Across all STEPS framework elements, tangible actions were identified alongside opportunities for future research and innovation. The evidence-based actions that were identified to transition to low-carbon care settings and treatments included tackling known carbon hotspots in operating theatres: anaesthetic gases, consumables and electricity use. Outside the operating theatre, urology pathway transformation through one-stop clinics, day-case surgery, appropriate use of virtual appointments and streamlined pathways demonstrated opportunities to reduce carbon emissions, with potential additional benefits in terms of cost, efficiencies, and patient outcome improvements. Key climate mitigation actions that support keeping people healthy were identified. There was a paucity of evidence demonstrating the implementation of climate change action as part of routine service delivery. Embedding sustainability across organisational processes and ways of working requires actions to upskill, engage and enable the workforce to deliver and to establish clinical leadership.
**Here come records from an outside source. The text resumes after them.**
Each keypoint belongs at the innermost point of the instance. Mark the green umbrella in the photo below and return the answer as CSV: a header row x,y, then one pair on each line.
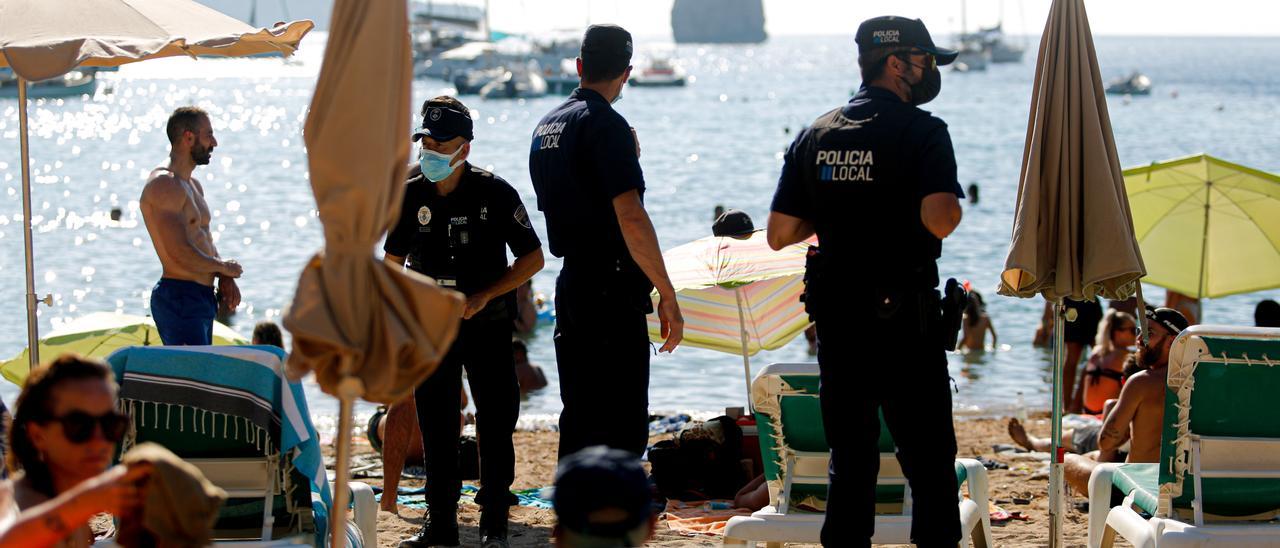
x,y
97,336
1207,227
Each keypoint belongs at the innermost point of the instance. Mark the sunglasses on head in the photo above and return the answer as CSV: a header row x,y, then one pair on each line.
x,y
78,425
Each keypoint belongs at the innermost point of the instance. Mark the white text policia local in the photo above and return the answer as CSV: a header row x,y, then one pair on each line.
x,y
547,136
845,165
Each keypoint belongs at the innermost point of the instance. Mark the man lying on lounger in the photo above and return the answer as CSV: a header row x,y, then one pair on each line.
x,y
1139,411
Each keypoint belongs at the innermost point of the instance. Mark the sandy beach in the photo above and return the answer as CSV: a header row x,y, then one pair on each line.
x,y
535,467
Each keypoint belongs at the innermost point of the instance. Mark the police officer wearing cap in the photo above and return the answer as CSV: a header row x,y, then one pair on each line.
x,y
456,225
876,179
584,163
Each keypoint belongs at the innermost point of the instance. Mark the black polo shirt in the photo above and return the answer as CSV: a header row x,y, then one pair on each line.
x,y
583,156
461,240
859,173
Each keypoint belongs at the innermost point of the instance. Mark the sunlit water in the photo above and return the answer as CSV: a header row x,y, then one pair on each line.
x,y
717,141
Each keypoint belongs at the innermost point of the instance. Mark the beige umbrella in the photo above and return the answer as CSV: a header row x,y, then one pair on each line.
x,y
364,328
1073,232
44,39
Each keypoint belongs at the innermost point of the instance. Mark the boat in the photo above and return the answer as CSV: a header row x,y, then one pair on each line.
x,y
470,82
1134,83
659,73
520,83
82,81
996,46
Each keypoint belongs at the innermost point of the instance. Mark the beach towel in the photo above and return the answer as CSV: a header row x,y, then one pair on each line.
x,y
700,516
415,497
242,391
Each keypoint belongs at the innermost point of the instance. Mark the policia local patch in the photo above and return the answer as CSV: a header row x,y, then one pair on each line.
x,y
845,165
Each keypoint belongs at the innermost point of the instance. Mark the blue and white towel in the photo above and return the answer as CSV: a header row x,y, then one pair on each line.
x,y
246,387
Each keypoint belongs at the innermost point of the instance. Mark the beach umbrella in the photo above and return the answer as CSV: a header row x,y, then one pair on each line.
x,y
45,39
365,328
1073,232
1207,227
725,282
97,336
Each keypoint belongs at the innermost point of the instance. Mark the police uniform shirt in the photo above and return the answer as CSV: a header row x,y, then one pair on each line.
x,y
583,156
461,240
859,173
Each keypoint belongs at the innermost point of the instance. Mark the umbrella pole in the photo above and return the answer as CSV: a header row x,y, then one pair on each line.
x,y
746,357
32,328
1055,471
348,389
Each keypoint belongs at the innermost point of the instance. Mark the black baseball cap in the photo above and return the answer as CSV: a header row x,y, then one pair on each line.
x,y
734,223
443,122
894,31
608,44
602,492
1170,319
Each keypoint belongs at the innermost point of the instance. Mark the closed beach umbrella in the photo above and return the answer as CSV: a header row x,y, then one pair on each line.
x,y
45,39
1207,227
364,328
97,336
737,296
1073,233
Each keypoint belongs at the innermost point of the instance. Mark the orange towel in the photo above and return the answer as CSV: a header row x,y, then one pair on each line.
x,y
700,516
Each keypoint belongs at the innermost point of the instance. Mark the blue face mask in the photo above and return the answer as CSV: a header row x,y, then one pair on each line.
x,y
438,167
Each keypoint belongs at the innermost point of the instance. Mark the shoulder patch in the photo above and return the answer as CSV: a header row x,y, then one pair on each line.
x,y
521,217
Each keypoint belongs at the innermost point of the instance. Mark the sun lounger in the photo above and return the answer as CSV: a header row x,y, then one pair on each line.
x,y
1217,482
232,412
795,453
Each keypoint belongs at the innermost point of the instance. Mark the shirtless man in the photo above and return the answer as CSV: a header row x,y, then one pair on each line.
x,y
1137,416
183,302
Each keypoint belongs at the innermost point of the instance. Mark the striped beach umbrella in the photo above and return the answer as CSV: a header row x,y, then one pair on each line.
x,y
737,295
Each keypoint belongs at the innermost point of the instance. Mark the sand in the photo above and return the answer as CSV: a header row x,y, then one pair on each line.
x,y
535,467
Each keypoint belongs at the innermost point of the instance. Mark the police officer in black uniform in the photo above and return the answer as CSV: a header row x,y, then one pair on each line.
x,y
876,179
584,163
456,225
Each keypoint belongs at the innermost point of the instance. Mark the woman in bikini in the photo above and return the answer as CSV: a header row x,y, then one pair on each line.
x,y
1104,373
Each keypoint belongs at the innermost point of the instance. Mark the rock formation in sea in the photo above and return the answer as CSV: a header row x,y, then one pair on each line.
x,y
718,21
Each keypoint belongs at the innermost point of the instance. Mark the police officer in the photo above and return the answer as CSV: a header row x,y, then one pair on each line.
x,y
876,179
456,225
584,163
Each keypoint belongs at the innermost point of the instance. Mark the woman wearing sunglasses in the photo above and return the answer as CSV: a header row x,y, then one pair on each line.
x,y
1104,374
64,434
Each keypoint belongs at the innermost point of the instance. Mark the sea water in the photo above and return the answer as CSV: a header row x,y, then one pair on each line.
x,y
716,141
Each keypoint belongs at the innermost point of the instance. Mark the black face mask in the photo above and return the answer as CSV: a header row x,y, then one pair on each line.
x,y
928,87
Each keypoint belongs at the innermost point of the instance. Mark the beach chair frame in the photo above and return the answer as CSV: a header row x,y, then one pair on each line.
x,y
782,521
1203,456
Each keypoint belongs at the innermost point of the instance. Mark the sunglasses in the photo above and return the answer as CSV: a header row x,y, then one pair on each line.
x,y
78,425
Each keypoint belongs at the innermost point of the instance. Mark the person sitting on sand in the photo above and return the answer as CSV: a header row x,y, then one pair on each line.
x,y
530,375
402,441
977,323
602,498
64,434
268,333
1139,412
1187,305
1105,369
1267,314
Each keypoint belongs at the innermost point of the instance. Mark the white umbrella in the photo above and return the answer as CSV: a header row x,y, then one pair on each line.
x,y
45,39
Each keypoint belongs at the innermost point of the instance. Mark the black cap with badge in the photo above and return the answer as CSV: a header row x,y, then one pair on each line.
x,y
892,31
607,44
443,122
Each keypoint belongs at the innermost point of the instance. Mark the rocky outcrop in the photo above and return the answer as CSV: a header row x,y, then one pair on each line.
x,y
718,21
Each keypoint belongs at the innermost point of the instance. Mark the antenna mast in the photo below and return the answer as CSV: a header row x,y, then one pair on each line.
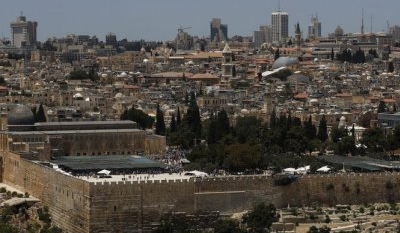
x,y
279,5
362,22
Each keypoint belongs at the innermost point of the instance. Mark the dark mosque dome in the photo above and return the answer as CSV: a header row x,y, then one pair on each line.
x,y
284,61
18,114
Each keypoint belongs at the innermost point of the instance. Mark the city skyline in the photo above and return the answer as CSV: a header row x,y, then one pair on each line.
x,y
159,20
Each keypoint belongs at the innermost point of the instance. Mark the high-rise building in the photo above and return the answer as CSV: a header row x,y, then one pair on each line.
x,y
280,26
314,29
218,31
263,35
111,39
23,32
395,32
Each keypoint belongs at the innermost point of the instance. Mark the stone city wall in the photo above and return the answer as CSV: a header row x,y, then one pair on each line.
x,y
134,206
66,196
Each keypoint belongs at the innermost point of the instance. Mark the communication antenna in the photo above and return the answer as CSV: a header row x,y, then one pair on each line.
x,y
362,22
279,5
371,25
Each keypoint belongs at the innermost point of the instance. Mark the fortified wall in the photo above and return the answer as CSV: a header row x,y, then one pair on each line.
x,y
131,206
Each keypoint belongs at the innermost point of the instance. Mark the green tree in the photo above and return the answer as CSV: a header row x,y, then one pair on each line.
x,y
260,218
192,117
222,125
143,120
172,125
390,67
309,128
247,129
178,117
273,119
160,123
374,139
2,81
277,54
381,107
322,130
242,156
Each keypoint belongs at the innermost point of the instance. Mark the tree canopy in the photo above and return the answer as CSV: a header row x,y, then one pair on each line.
x,y
143,120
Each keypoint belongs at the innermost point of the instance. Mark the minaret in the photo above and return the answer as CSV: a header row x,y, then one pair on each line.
x,y
298,35
227,65
362,22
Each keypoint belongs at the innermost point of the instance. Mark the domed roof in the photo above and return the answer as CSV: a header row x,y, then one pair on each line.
x,y
20,115
284,61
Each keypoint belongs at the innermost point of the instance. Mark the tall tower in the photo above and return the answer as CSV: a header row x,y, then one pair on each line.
x,y
280,26
298,35
362,22
23,33
227,65
314,29
218,31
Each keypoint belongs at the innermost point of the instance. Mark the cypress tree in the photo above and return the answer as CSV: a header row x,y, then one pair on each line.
x,y
277,54
172,125
193,116
178,117
322,130
160,123
40,115
223,127
272,119
381,107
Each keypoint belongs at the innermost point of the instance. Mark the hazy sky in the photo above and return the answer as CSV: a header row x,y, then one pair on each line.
x,y
159,19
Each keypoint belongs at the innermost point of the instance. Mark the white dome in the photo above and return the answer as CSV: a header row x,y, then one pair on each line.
x,y
78,95
119,95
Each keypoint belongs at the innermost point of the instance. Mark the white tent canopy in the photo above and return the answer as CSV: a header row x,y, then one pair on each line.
x,y
104,172
323,169
196,173
289,170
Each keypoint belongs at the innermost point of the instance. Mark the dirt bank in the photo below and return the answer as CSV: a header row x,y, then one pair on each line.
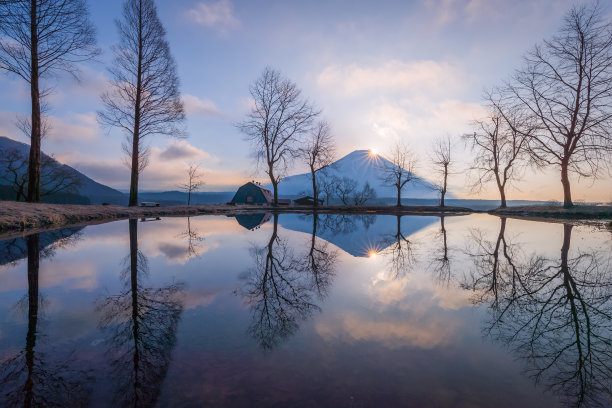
x,y
579,212
18,217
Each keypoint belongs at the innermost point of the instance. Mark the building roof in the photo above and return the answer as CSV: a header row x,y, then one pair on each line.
x,y
252,188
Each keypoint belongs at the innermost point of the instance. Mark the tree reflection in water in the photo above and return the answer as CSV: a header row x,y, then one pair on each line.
x,y
555,314
346,223
194,240
34,378
400,252
440,257
140,323
281,287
This review identified a range of interventions to decarbonise urological care, whilst highlighting a need for further research. Categorising the evidence according to components of the STEPS framework indicated the potential utility of this framework when determining unrealised decarbonisation opportunities in urology and more widely across healthcare. Delivering sustained and system-wide low-carbon urological care will require the collective action of all who design, deliver and influence patient care across the specialty and all urology patient pathways.
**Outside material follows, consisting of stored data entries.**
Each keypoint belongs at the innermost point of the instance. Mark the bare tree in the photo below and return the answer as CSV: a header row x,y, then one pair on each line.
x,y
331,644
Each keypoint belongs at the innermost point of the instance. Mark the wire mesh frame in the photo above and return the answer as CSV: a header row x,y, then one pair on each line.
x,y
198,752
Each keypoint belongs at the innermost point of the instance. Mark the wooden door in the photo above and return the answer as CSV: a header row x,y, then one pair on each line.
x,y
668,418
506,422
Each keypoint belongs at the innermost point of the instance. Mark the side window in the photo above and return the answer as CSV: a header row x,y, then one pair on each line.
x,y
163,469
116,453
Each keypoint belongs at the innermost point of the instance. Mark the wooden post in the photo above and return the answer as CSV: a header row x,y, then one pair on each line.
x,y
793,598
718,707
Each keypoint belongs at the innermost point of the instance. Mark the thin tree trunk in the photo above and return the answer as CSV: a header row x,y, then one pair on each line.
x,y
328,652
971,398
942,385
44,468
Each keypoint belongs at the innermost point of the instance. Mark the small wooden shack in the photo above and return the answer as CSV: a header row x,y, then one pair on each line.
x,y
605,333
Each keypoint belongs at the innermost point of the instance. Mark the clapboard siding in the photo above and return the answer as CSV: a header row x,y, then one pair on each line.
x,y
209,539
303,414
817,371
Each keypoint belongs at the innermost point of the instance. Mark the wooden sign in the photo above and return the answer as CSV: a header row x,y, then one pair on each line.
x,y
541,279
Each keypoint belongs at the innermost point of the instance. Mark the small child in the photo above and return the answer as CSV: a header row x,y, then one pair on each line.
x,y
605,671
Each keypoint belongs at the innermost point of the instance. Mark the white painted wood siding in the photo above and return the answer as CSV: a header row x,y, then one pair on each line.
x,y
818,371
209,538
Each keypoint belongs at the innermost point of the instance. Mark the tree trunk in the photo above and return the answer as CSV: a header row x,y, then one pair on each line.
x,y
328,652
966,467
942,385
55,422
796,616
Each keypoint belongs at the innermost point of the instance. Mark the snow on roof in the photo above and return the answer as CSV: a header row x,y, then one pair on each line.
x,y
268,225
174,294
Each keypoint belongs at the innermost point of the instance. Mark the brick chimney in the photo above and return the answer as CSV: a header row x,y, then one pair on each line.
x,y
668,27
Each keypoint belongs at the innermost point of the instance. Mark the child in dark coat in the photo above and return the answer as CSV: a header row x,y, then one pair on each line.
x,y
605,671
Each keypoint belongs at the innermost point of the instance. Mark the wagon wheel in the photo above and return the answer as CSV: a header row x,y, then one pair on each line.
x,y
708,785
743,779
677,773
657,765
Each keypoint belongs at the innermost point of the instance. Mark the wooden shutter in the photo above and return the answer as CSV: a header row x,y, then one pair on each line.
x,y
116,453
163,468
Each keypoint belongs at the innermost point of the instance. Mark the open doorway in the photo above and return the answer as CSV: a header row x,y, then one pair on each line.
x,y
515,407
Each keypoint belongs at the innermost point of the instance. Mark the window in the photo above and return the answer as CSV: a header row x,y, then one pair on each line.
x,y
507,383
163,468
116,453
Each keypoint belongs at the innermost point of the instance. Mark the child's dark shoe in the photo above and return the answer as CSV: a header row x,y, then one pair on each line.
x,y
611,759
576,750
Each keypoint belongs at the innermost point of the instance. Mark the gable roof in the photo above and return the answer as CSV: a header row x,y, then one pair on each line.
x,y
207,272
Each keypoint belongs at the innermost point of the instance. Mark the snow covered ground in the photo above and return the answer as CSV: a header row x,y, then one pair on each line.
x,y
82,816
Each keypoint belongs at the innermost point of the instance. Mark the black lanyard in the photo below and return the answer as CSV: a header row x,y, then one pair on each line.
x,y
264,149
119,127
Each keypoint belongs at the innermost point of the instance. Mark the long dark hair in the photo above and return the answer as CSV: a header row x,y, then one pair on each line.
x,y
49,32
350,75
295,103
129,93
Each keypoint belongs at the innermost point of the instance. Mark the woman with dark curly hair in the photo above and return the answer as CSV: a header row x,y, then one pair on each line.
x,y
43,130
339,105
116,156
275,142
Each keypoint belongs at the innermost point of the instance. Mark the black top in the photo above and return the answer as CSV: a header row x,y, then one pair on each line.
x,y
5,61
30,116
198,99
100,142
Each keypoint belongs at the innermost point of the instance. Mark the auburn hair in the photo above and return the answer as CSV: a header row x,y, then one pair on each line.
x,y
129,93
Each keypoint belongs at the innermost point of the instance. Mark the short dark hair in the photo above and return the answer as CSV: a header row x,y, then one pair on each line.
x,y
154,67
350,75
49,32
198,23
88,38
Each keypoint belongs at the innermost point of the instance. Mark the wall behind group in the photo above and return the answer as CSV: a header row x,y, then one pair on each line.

使用结构化框架对证据进行叙述性综述,以指导高质量、低碳泌尿外科护理的提供。
识别并综述了概述更广泛地关注泌尿外科护理和手术护理脱碳行动的学术和政策文件。然后使用“低碳护理步骤”框架(“环境与治疗、效率、预防和系统变革”中低碳护理的首字母缩写),以英国国民医疗服务体系为例,对基于证据的脱碳行动进行分类和呈现。
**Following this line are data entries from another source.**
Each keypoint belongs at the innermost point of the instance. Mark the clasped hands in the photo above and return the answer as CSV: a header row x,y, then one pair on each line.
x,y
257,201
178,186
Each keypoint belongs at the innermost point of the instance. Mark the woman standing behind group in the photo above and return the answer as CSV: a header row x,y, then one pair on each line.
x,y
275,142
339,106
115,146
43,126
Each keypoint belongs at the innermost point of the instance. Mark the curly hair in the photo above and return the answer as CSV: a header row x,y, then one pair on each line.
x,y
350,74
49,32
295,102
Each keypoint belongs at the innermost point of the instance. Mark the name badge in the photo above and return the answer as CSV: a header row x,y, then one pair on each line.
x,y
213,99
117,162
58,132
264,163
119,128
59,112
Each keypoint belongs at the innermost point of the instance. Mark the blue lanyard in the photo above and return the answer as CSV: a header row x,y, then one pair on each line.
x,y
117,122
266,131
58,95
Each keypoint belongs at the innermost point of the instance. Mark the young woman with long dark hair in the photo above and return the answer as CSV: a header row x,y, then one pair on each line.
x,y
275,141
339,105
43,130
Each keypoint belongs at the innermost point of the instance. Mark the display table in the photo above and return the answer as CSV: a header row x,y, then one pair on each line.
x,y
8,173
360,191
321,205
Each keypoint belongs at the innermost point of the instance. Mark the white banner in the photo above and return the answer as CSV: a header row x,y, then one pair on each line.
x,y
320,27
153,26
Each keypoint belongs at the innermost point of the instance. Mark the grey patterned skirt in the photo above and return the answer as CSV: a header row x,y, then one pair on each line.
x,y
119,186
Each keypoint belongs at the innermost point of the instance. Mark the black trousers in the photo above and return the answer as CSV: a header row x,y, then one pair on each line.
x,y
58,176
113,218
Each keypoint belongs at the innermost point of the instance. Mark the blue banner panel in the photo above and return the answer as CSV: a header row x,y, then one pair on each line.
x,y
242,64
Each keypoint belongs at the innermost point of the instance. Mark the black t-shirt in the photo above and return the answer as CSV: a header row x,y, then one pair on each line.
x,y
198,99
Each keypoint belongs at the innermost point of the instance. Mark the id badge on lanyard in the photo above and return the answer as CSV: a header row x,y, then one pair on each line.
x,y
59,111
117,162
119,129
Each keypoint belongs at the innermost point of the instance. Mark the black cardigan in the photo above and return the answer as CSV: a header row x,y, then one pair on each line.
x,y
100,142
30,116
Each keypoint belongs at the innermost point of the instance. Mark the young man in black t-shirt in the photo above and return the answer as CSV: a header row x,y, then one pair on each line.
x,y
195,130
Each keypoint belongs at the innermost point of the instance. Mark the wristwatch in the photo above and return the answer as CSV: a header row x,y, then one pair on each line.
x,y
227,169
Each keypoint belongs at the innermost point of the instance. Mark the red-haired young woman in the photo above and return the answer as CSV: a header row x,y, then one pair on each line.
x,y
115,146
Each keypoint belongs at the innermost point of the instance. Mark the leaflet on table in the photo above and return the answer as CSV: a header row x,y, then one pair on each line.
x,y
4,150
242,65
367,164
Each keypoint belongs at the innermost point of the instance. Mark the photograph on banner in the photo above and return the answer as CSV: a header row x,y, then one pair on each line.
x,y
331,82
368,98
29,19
在所有步骤框架要素中,确定了切实可行的行动以及未来研究和创新的机会。确定的向低碳护理环境和治疗过渡的基于证据的行动包括解决手术室中已知的碳排放热点问题:麻醉气体、耗材和电力使用。在手术室之外,通过一站式诊所、日间手术、合理使用虚拟预约和简化流程对泌尿外科诊疗路径进行改造,显示出减少碳排放的机会,在成本、效率和改善患者结局方面可能还有额外的好处。确定了支持人们保持健康的关键气候缓解行动。缺乏证据表明将气候变化行动作为常规服务提供的一部分加以实施。将可持续性融入组织流程和工作方式需要采取行动提升员工技能、促使员工参与并使其能够提供服务,并建立临床领导力。
本综述确定了一系列使泌尿外科护理脱碳的干预措施,同时强调了进一步研究的必要性。根据“步骤”框架的组成部分对证据进行分类,表明该框架在确定泌尿外科以及更广泛医疗保健领域未实现的脱碳机会时具有潜在效用。提供持续且全系统的低碳泌尿外科护理将需要所有参与设计、提供和影响该专业所有患者护理及所有泌尿外科患者诊疗路径的人员共同采取行动。